[talk-au] Getting is right
Ben Johnson
tangararama at gmail.com
Tue Sep 11 17:59:01 BST 2012
On 12/09/2012, at 2:45 AM, Richard Weait wrote:
> Individual OSM contributors have approached dozens (or perhaps
> hundreds, now) of governments from tiny to big and found success.
> They've also found some regressive governments, but hey, we won't know
> until we try. Good luck.
>
I've been wanting to contact my own local government about OSM-related
matters, but what to say about the license?

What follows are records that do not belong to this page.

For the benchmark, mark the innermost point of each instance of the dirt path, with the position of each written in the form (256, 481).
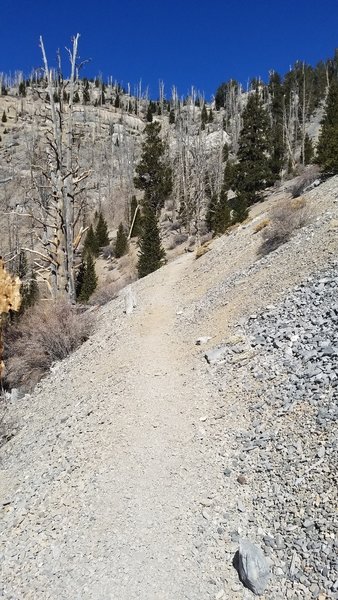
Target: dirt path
(119, 520)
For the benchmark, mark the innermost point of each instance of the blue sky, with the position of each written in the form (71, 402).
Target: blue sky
(184, 43)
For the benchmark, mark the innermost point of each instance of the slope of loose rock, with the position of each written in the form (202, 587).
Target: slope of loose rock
(137, 466)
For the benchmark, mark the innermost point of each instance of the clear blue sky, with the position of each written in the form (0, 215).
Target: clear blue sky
(182, 42)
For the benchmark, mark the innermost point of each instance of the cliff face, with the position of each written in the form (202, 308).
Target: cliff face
(137, 465)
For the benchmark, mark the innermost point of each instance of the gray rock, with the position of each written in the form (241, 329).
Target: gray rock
(253, 567)
(216, 355)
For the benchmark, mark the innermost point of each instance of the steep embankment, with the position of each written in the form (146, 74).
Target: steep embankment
(138, 466)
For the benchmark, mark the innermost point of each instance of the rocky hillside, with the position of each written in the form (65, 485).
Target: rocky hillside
(205, 417)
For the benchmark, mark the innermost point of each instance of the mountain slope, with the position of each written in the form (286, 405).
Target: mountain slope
(117, 484)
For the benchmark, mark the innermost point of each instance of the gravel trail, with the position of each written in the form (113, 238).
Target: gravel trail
(106, 503)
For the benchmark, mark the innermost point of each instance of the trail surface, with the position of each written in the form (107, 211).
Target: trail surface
(118, 520)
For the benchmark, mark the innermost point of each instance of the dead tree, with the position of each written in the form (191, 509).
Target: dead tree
(63, 180)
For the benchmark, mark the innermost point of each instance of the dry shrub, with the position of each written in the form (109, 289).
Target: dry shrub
(286, 217)
(306, 181)
(261, 225)
(46, 333)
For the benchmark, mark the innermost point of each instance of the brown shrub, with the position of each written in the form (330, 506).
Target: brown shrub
(261, 225)
(46, 333)
(286, 217)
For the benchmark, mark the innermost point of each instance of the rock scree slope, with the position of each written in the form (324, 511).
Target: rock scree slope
(137, 467)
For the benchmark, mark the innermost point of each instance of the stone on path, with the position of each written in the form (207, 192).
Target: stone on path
(253, 567)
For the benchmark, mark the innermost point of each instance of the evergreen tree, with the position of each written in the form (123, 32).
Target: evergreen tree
(151, 255)
(79, 279)
(137, 227)
(91, 245)
(117, 101)
(327, 149)
(121, 244)
(154, 176)
(223, 213)
(308, 150)
(149, 116)
(22, 89)
(277, 109)
(87, 279)
(29, 289)
(30, 293)
(240, 210)
(211, 213)
(101, 231)
(253, 171)
(171, 117)
(86, 94)
(225, 152)
(204, 116)
(229, 175)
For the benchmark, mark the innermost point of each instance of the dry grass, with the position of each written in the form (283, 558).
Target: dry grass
(46, 333)
(285, 218)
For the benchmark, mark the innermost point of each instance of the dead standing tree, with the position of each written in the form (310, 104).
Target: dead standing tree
(64, 181)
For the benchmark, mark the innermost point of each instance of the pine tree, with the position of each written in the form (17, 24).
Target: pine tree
(137, 227)
(225, 152)
(86, 94)
(211, 213)
(22, 89)
(327, 149)
(91, 244)
(308, 150)
(101, 231)
(240, 210)
(171, 117)
(253, 171)
(29, 288)
(121, 244)
(151, 255)
(204, 116)
(149, 116)
(154, 176)
(223, 213)
(277, 138)
(88, 276)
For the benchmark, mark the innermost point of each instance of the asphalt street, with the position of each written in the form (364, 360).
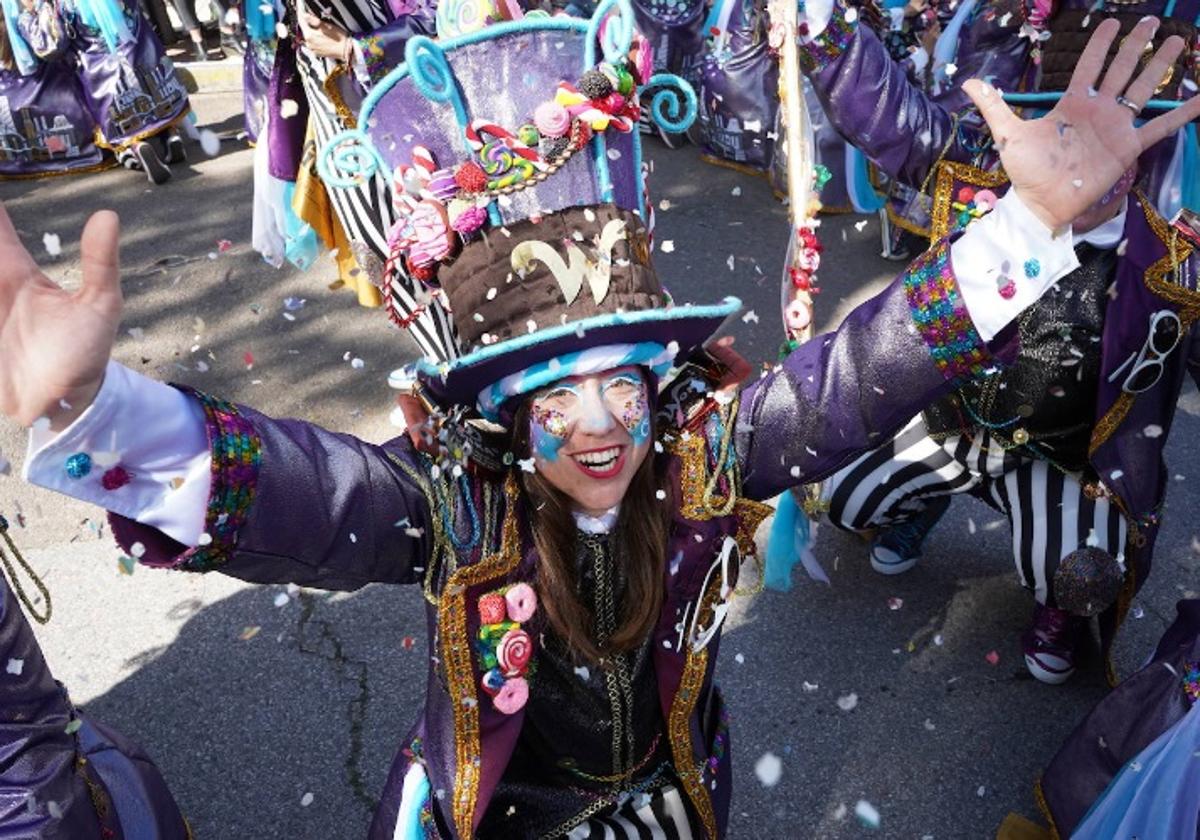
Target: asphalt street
(251, 699)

Do I tell them it's CC-BY-SA, only to cause them confusion when it
changes... or make me look like an idiot when they visit the website
in the next X days and see that it is something different... or
confuse them by saying "it's CC-BY-SA right now, but it's going to
change to ODbL at some unknown point..."
Hence I've delayed a lot of such communication (for MONTHS now).
Another example - I have a friend doing tertiary studies who had to
use content from the internet and explain in his assignment why it was
not breaching copyright law to use it. I initially thought OSM would
be great for such an assignment, but then reconsidered because he may
claim in the assignment that the data is CC-BY-SA, but if/when the
teacher goes to check it all out -- for all we know by then it will
have changed to ODbL... then he's marked down as a result of giving
inaccurate information.
These are real practical uncertainties of this license limbo period.
Hopefully we can move ahead with certainty very soon.